January 7 - Redeemer

Read: Ruth 1 and 4

But Ruth said, Do not urge me to leave you or to return from following you. For where you go I will go, and where you lodge I will lodge. Your people shall be my people, and your God my God. (Ruth 1:16 ESV)

Then the women said to Naomi, Blessed be the Lord , who has not left you this day without a redeemer, and may his name be renowned in Israel! (Ruth 4:14 ESV)

A famine had struck the land of the Jews during the period of time called the Time of the Judges. Naomi travelled to the land of Moab where disaster struck her family. Her husband and sons all died leaving her with two daughters-in-law, one of which left soon after. Eventually the famine ended and Naomi set her sights on her homeland, traveling in the company of her daughter-in-law Ruth, who had refused to abandon her. Upon reaching her homeland she changed her name to Mara, which meant "bitter."

There was a custom in those days called the Kinsman Redeemer. The Redeemer would intervene on behalf of the family in the case of tragedy. Naomi's redeemer was a man named Boaz. Boaz, as redeemer purchased Naomi's late husband's inheritance, also gaining Ruth as his wife. Boaz is what theologians call a "type" of Christ. His actions as Kinsman Redeemer were prophetic foreshadowing of the Great Redeemer to be born out of Boaz's own lineage.

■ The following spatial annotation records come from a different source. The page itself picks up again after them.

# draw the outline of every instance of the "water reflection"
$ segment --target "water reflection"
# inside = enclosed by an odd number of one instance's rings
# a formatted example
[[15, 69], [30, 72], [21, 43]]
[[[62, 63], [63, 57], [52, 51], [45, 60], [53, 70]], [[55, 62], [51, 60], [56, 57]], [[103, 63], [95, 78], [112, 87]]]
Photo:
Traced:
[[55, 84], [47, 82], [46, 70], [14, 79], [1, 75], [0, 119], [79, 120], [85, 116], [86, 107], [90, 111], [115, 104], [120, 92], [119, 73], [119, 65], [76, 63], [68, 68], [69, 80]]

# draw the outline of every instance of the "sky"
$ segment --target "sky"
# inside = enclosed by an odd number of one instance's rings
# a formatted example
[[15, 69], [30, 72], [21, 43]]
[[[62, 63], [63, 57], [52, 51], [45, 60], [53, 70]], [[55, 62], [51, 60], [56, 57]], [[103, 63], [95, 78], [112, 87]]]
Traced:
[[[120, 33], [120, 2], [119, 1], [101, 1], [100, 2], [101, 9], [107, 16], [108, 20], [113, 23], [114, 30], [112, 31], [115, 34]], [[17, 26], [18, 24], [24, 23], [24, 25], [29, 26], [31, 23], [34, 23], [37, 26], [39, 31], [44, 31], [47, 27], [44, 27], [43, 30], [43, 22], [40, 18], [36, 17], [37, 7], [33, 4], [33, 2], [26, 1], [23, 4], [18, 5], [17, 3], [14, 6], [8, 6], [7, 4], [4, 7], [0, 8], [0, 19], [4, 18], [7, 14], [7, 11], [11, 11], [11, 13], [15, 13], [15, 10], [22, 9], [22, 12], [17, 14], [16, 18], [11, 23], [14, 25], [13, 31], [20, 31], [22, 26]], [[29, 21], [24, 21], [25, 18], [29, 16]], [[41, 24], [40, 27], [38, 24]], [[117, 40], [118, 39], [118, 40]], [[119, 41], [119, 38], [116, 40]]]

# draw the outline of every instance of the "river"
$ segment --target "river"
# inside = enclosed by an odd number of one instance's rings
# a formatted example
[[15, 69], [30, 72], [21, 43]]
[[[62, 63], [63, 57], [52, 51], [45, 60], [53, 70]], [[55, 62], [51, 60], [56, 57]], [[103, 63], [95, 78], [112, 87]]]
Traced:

Jesus stepped into history in the midst of tragedy. Circumstance, sin, and suffering have done their part to derail mankind, often of our own volition. Jesus came to secure our eternal inheritance, to rescue us from the foreign wanderings of our own failures, and to make us his bride. Boaz was a beacon of hope to Ruth and Naomi. Jesus is the Hope of the World.